Escalofrio (ou Satan's Blood pour l'import vidéo US) est une des toute première production de Juan Piquer Simon, cinéaste espagnol mésestimé, spécialiste du divertissement de mauvais goût aux forts relents de serie Z. Chez nous, il est principalement connu pour Le Sadique à la Tronçonneuse, du gros charcutage drôle et débile, et Slugs, une histoire de limaces tueuses, adaptation d'un des premier numéro de la collection Gore du Fleuve Noir. Bref, un petit filou qui ne fait pas dans la dentelle - et ce n'est pas cette gentille bande d'exploitation poussiéreuse qui me contredira.
Escalofrio est sorti en 1977 - une affiche de la Guerre des Étoiles en atteste fièrement. Pour l'Espagne, deux années après la mort de Franco, c'est une période de transition politique assez confuse. Et cinématographiquement, ça se traduit par apparition de la catégorie "S" (pour sexo), soit plus de libertés quant aux sujets traités et une interdiction aux mineurs.
Dans Escalofrio, l'histoire d'un jeune couple victime des manigances d'une bande de satanistes sert principalement de prétexte à une suite de scènes érotiques, timidement sanglantes et à l'ambiance trouble. Ça ressemble à Rosemary's Baby en version cinéma de quartier à classification X pas vraiment mérité. Une combine assez courante à la fin des années 70, une époque où le mélange de thématiques religieuses et de nudité soft-core était le pain quotidien des productions européennes fauchées. Genre Nuda Per Satana ou Malabimba. Des films boiteux, fantasques et confus, qui, entre deux plans cul insérés pour rentabiliser la pellicule, cultivent l'illogisme et le laissé-aller scénaristique jusqu'à des niveaux vertigineux.

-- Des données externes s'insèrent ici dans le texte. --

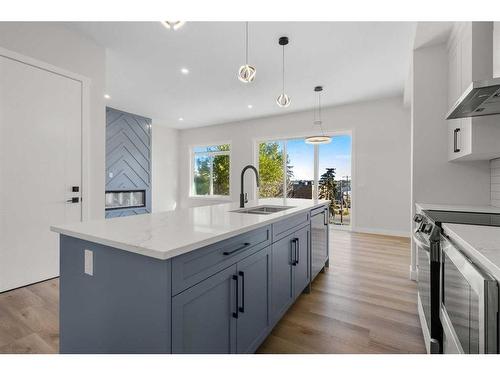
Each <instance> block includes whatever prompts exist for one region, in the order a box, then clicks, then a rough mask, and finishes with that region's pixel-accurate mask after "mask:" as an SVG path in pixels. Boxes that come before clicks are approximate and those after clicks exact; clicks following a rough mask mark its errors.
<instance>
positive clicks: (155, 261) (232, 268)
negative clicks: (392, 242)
mask: <svg viewBox="0 0 500 375" xmlns="http://www.w3.org/2000/svg"><path fill="white" fill-rule="evenodd" d="M322 233H324V236H327V233H325V232H324V231H323V232H322ZM323 240H324V243H325V244H326V246H328V243H327V241H326V238H324V239H323ZM60 246H61V251H60V255H61V256H60V262H61V278H60V351H61V353H254V352H255V351H256V350H257V349H258V347H259V345H260V344H261V343H262V342H263V341H264V340H265V338H266V337H267V335H269V333H270V332H271V330H272V329H273V327H274V326H275V325H276V323H277V322H278V321H279V320H280V319H281V317H282V316H283V314H285V312H286V311H287V310H288V308H289V307H290V306H291V305H292V304H293V302H294V301H295V300H296V299H297V298H298V297H299V296H300V294H301V293H302V292H303V291H304V290H306V291H307V290H308V288H309V287H310V285H311V281H312V278H311V273H312V272H311V222H310V212H303V213H299V214H296V215H292V216H289V217H286V218H284V219H282V220H279V221H276V222H274V223H272V224H269V225H265V226H262V227H259V228H256V229H252V230H250V231H248V232H244V233H241V234H238V235H236V236H233V237H230V238H227V239H224V240H221V241H219V242H216V243H213V244H210V245H207V246H204V247H201V248H199V249H195V250H193V251H190V252H186V253H184V254H181V255H178V256H175V257H173V258H171V259H167V260H162V259H156V258H153V257H149V256H145V255H141V254H136V253H133V252H128V251H124V250H120V249H117V248H113V247H110V246H105V245H102V244H97V243H94V242H89V241H85V240H82V239H77V238H74V237H70V236H66V235H61V243H60ZM327 250H328V249H327ZM323 262H324V261H323Z"/></svg>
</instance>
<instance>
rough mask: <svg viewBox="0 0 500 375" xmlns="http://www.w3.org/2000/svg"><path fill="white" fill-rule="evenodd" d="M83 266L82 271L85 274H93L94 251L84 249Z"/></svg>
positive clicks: (90, 275)
mask: <svg viewBox="0 0 500 375" xmlns="http://www.w3.org/2000/svg"><path fill="white" fill-rule="evenodd" d="M84 259H85V266H84V270H83V272H85V274H87V275H90V276H94V252H93V251H92V250H87V249H85V251H84Z"/></svg>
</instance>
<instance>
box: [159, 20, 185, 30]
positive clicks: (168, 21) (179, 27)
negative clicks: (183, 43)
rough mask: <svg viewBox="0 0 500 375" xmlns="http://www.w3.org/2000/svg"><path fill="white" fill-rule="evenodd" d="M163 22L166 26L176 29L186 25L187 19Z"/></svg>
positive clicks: (164, 25)
mask: <svg viewBox="0 0 500 375" xmlns="http://www.w3.org/2000/svg"><path fill="white" fill-rule="evenodd" d="M161 23H162V24H163V26H165V28H167V29H169V30H174V31H175V30H179V29H180V28H181V27H182V26H184V24H185V23H186V21H161Z"/></svg>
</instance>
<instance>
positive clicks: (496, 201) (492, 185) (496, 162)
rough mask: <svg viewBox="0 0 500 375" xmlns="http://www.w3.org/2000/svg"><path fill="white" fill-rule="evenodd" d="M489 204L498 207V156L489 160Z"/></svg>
mask: <svg viewBox="0 0 500 375" xmlns="http://www.w3.org/2000/svg"><path fill="white" fill-rule="evenodd" d="M490 171H491V174H490V179H491V205H492V206H495V207H500V158H498V159H493V160H490Z"/></svg>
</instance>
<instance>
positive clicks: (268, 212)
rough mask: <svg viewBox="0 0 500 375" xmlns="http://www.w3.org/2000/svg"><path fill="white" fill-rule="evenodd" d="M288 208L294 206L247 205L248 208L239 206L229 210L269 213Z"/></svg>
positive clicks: (284, 210) (259, 214) (262, 213)
mask: <svg viewBox="0 0 500 375" xmlns="http://www.w3.org/2000/svg"><path fill="white" fill-rule="evenodd" d="M290 208H295V207H292V206H272V205H262V206H255V207H248V208H240V209H238V210H233V211H231V212H237V213H240V214H254V215H270V214H274V213H276V212H281V211H285V210H289V209H290Z"/></svg>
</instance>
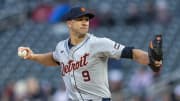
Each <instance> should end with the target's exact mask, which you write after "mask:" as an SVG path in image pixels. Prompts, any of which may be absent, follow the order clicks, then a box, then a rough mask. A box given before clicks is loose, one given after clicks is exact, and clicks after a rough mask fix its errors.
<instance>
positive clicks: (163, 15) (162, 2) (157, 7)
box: [156, 0, 171, 25]
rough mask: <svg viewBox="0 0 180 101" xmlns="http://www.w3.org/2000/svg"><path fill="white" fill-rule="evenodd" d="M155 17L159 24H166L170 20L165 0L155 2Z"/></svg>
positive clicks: (167, 4)
mask: <svg viewBox="0 0 180 101" xmlns="http://www.w3.org/2000/svg"><path fill="white" fill-rule="evenodd" d="M156 19H157V21H159V22H160V23H161V24H164V25H166V24H168V23H169V22H170V20H171V14H170V9H169V6H168V3H167V2H166V0H157V2H156Z"/></svg>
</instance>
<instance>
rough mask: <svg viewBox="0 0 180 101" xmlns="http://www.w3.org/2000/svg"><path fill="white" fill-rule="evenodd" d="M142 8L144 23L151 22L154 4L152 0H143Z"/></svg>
mask: <svg viewBox="0 0 180 101" xmlns="http://www.w3.org/2000/svg"><path fill="white" fill-rule="evenodd" d="M141 9H142V13H143V20H144V22H145V23H152V22H154V20H155V12H156V10H155V4H154V2H152V1H145V3H144V5H143V7H142V8H141Z"/></svg>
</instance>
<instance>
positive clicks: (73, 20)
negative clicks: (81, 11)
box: [68, 16, 89, 34]
mask: <svg viewBox="0 0 180 101" xmlns="http://www.w3.org/2000/svg"><path fill="white" fill-rule="evenodd" d="M68 26H69V29H70V31H72V32H73V33H77V34H86V33H87V32H88V31H89V17H87V16H82V17H79V18H76V19H73V20H71V21H70V22H69V23H68Z"/></svg>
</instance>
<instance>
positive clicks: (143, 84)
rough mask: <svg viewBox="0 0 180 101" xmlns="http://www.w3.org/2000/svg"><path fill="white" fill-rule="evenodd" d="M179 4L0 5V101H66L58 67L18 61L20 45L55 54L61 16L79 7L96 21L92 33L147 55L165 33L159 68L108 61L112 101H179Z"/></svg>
mask: <svg viewBox="0 0 180 101" xmlns="http://www.w3.org/2000/svg"><path fill="white" fill-rule="evenodd" d="M179 4H180V1H179V0H103V2H102V1H100V0H0V43H1V45H0V56H1V57H0V69H1V71H0V74H1V76H0V101H67V100H66V99H65V96H66V93H65V87H64V84H63V81H62V78H61V76H60V68H44V66H42V65H40V64H37V63H35V62H31V61H26V60H22V59H20V58H19V57H18V56H17V55H16V54H17V48H18V46H28V47H31V48H32V49H33V50H34V51H35V52H37V53H38V52H39V53H42V52H48V51H53V50H54V48H55V46H56V44H57V43H58V41H60V40H62V39H64V38H66V37H67V36H68V34H67V33H68V32H67V28H66V26H65V23H63V22H61V18H62V15H63V14H64V13H65V12H66V11H67V9H68V8H69V7H71V6H75V5H83V6H85V7H87V8H90V9H91V10H92V11H93V12H94V13H95V14H96V15H97V16H96V17H95V18H94V19H93V20H92V21H91V22H90V26H91V28H90V32H91V33H93V34H95V35H96V36H100V37H109V38H111V39H113V40H115V41H117V42H119V43H122V44H124V45H128V46H135V47H137V48H141V49H144V50H147V48H148V42H149V40H150V39H151V38H152V37H153V36H154V35H155V34H160V33H161V34H163V51H164V57H163V58H164V60H163V69H162V71H161V73H160V75H155V74H153V72H152V71H151V70H150V69H149V68H148V66H142V65H139V64H137V63H135V62H132V61H131V60H125V59H121V60H118V61H117V60H109V83H110V89H111V91H112V97H113V98H112V100H113V101H180V82H179V81H180V75H179V72H180V69H179V67H180V62H179V59H180V51H179V48H178V47H180V41H179V39H180V34H179V32H180V19H179V17H180V14H179V10H180V7H179Z"/></svg>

Par exemple, Andrès, le mari, laisse consciemment son trousseau de clefs dans sa voiture après avoir suivi un couple de parfaits inconnus (prétendant être des amis d'enfance) jusqu'à leur résidence secondaire, une baraque pas très rassurante isolée dans l'arrière pays ibérique. Tout ça pour y passer un charmant week-end sous le thème des rituels copulatoires satanistes avec sa femme enceinte de quatre mois - bien qu'elle arbore un ventre parfaitement plat de mannequin pour culottes sloggy. Mais ça ne fait rien : le nouveau né n'a rien à voir avec le développement ultérieur de l'intrigue.

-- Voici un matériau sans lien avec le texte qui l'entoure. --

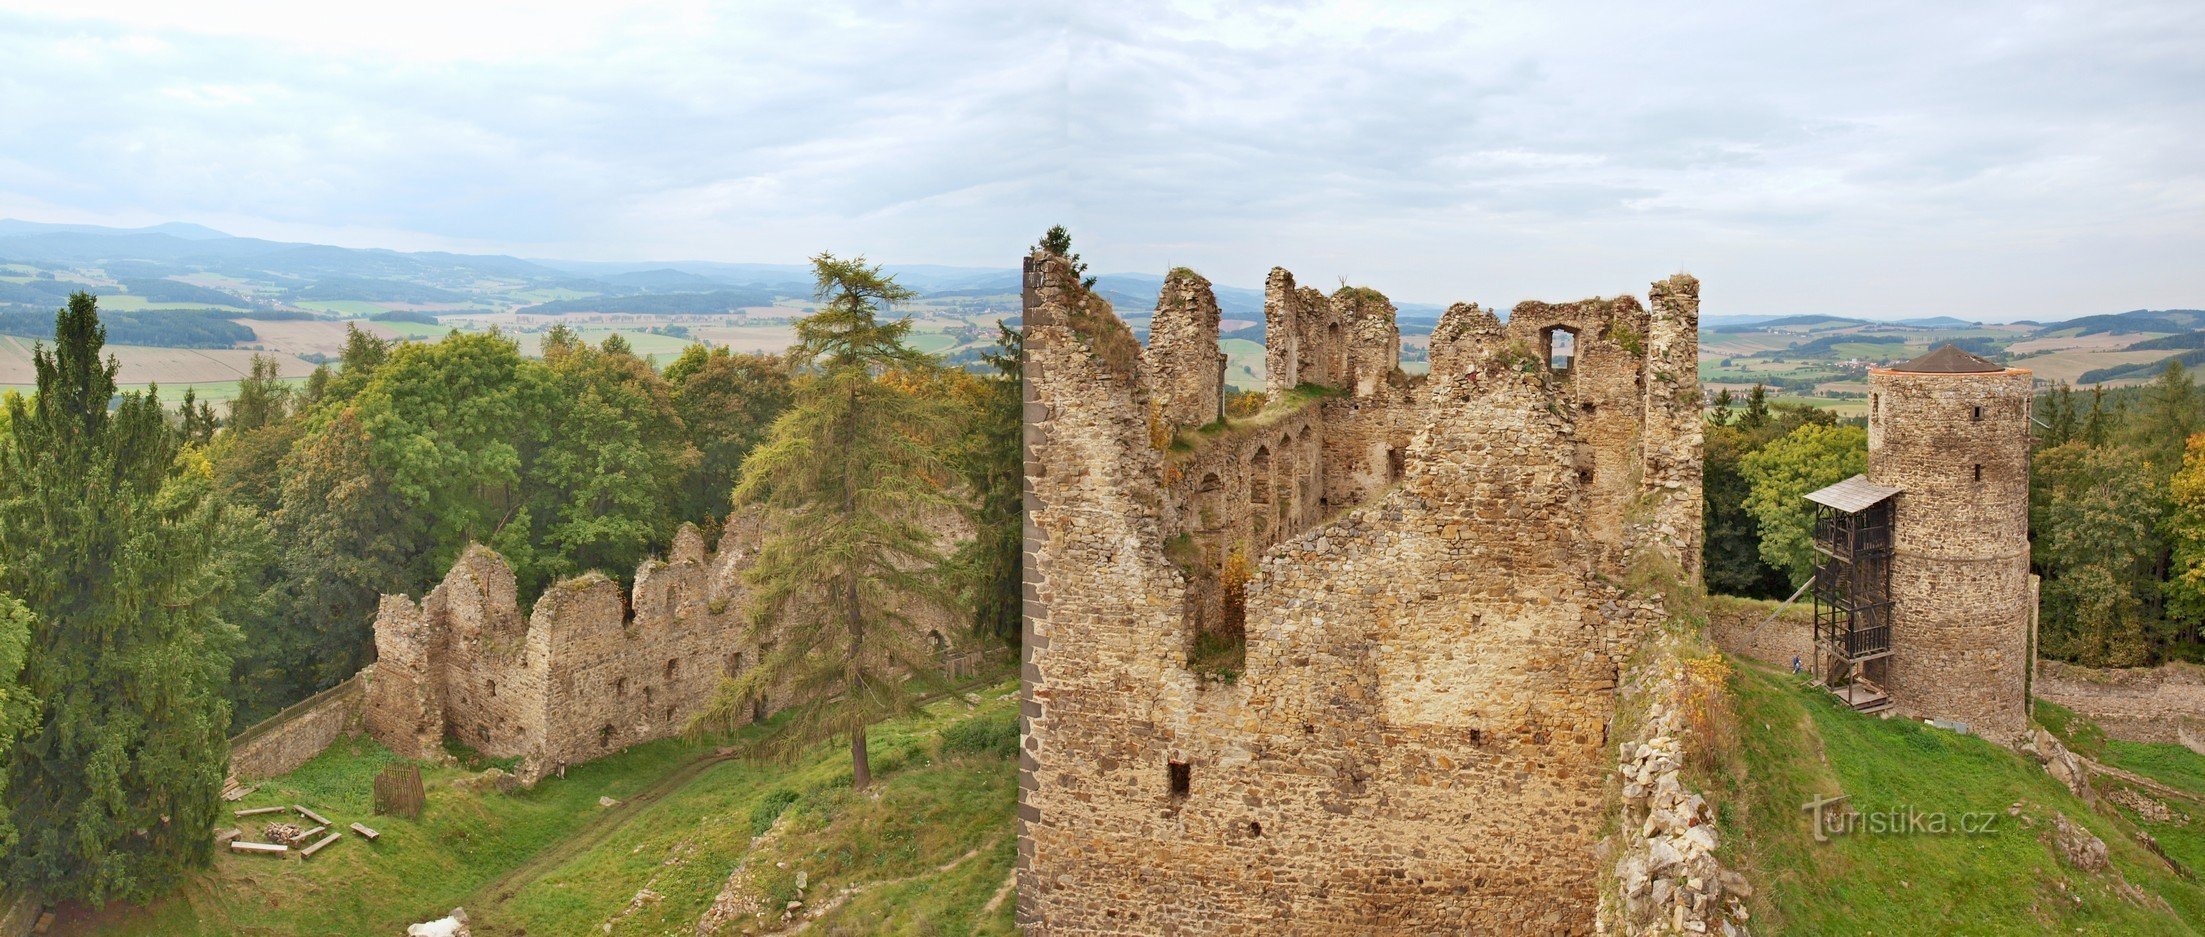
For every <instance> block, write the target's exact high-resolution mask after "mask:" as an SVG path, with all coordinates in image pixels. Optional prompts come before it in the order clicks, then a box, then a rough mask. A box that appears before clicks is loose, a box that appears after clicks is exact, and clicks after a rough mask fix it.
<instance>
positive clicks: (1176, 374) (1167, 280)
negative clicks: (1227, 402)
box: [1142, 267, 1226, 426]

Car, dans Escalofrio, rien n'a vraiment d'importance. Et rien ne fait vraiment sens. C'est un peu comme la scène d'ouverture, la messe noire avec une femme à forte poitrine qui se fait sacrifier par un barbu sataniste. Ou le maniaque qui rode dans la maison sans que personne ne s'en formalise, puis tente de violer la femme enceinte avant de finir dans la penderie poignardé par le gros barbu du début. Des pistes non-exploitées, oubliées avec quelques autres tout aussi surréalistes qu'idiotes. Quant à savoir si ce fut volontaire... aucune importance !

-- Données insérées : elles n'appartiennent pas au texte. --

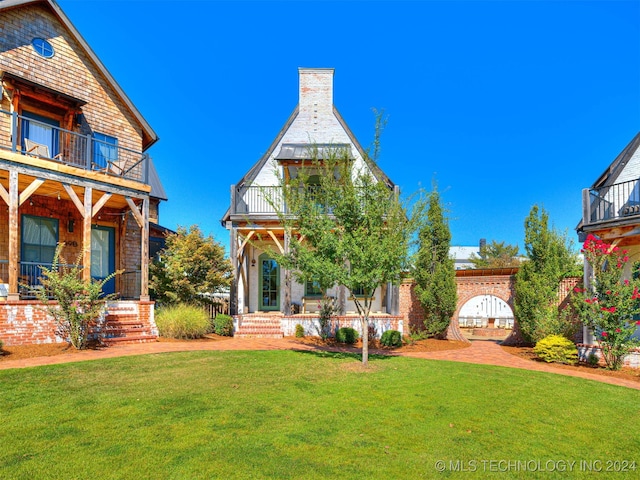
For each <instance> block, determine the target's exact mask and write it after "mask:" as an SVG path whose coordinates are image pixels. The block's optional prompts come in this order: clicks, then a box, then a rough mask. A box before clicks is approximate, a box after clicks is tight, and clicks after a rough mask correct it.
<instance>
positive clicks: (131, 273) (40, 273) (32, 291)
mask: <svg viewBox="0 0 640 480" xmlns="http://www.w3.org/2000/svg"><path fill="white" fill-rule="evenodd" d="M52 266H53V264H52V263H43V262H20V263H19V265H18V271H19V278H18V293H19V294H20V298H22V299H33V298H37V297H38V293H39V292H40V291H41V290H42V288H43V286H42V282H41V281H40V278H41V277H42V267H46V268H51V267H52ZM59 266H60V267H66V268H70V267H74V266H75V265H59ZM81 268H82V267H81ZM119 277H120V278H121V282H120V284H119V289H118V290H119V291H118V292H116V294H117V297H118V298H120V299H123V300H133V299H139V298H140V291H141V290H140V285H141V282H140V279H141V272H140V270H134V271H125V272H123V273H122V274H121V275H120V276H119ZM116 278H118V277H116ZM8 282H9V261H8V260H5V259H0V284H2V285H4V286H3V287H2V288H0V298H2V297H3V296H4V295H3V293H8V292H4V289H6V288H7V287H6V285H7V284H8ZM47 296H48V297H49V298H52V295H51V294H49V293H47Z"/></svg>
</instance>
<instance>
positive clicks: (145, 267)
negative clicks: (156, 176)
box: [140, 197, 150, 302]
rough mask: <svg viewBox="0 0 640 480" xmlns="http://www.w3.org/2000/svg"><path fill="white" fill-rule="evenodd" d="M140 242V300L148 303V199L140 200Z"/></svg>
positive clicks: (148, 284)
mask: <svg viewBox="0 0 640 480" xmlns="http://www.w3.org/2000/svg"><path fill="white" fill-rule="evenodd" d="M141 213H142V226H141V235H140V236H141V237H142V238H141V240H140V257H141V258H140V300H141V301H143V302H148V301H149V299H150V298H149V197H145V198H144V199H143V200H142V212H141Z"/></svg>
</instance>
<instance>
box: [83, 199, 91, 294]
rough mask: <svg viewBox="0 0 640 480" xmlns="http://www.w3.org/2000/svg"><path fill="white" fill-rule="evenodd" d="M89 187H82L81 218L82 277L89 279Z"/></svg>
mask: <svg viewBox="0 0 640 480" xmlns="http://www.w3.org/2000/svg"><path fill="white" fill-rule="evenodd" d="M92 193H93V189H92V188H91V187H84V212H83V218H82V266H83V269H82V279H83V280H84V281H85V282H89V281H91V219H92V218H93V216H92V212H91V210H92V206H93V205H92V198H91V196H92Z"/></svg>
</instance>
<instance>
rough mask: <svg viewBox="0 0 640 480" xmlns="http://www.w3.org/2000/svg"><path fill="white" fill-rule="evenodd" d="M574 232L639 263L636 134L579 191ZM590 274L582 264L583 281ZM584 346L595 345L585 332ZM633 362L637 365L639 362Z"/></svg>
mask: <svg viewBox="0 0 640 480" xmlns="http://www.w3.org/2000/svg"><path fill="white" fill-rule="evenodd" d="M576 230H577V231H578V236H579V238H580V242H581V243H582V242H584V240H585V239H586V237H587V235H588V234H593V235H595V236H597V237H599V238H601V239H602V240H604V241H606V242H607V243H610V244H613V245H616V246H618V247H620V248H624V249H626V250H628V252H629V259H630V261H629V263H628V265H633V264H634V263H636V262H640V133H638V134H637V135H636V136H635V137H634V138H633V140H631V142H630V143H629V144H628V145H627V146H626V147H625V148H624V150H622V152H620V154H619V155H618V156H617V157H616V158H615V159H614V160H613V162H612V163H611V164H610V165H609V167H608V168H607V169H606V170H605V171H604V172H603V173H602V175H600V176H599V177H598V179H597V180H596V181H595V182H594V184H593V185H592V186H591V188H585V189H584V190H582V220H581V221H580V223H579V224H578V227H577V229H576ZM590 273H591V272H590V271H589V269H588V264H587V263H586V262H585V279H588V278H589V277H590V276H591V275H590ZM627 275H631V272H630V271H629V272H627ZM584 343H585V344H587V345H592V344H595V343H596V342H595V340H594V338H593V335H592V334H591V332H589V331H588V330H587V329H586V328H585V330H584ZM634 362H635V363H636V364H638V363H640V358H636V359H635V360H634Z"/></svg>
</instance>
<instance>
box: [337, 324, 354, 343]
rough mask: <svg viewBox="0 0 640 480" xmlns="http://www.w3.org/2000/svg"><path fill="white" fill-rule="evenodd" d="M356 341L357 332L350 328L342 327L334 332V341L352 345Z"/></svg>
mask: <svg viewBox="0 0 640 480" xmlns="http://www.w3.org/2000/svg"><path fill="white" fill-rule="evenodd" d="M357 339H358V332H356V331H355V330H354V329H353V328H351V327H342V328H340V329H338V331H337V332H336V340H337V341H338V342H340V343H346V344H349V345H353V344H354V343H356V340H357Z"/></svg>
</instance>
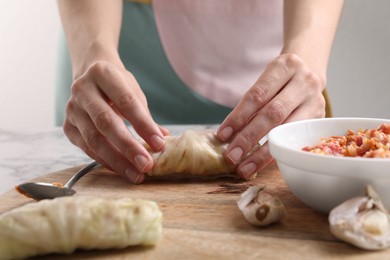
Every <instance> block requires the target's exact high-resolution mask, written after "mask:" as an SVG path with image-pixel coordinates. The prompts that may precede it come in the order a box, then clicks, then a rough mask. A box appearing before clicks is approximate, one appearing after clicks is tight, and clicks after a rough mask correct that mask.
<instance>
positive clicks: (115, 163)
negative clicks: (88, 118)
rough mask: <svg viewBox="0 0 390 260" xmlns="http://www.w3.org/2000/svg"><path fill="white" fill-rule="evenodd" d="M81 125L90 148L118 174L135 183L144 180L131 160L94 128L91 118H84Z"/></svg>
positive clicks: (141, 174) (133, 182)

Car c'est l'absence totale de logique scénaristique qui fait tout le charme de ce film. On lui pardonne son rythme erratique, son absence de tension, ses fausses promesses concernant le gore et le sexe. En traitant ses personnages stupides et ses situations improbables avec un sérieux qui force le respect, Escalofrio devient proprement fascinant. Même son twist final, aussi prévisible qu'incohérent, est jouissif.
Bref. Ce n'est certainement pas un essentiel du catalogue de Mondo Macabro mais ça reste une petite curiosité très recommandable. Les amateurs d'eurotrash années 70 apprécieront.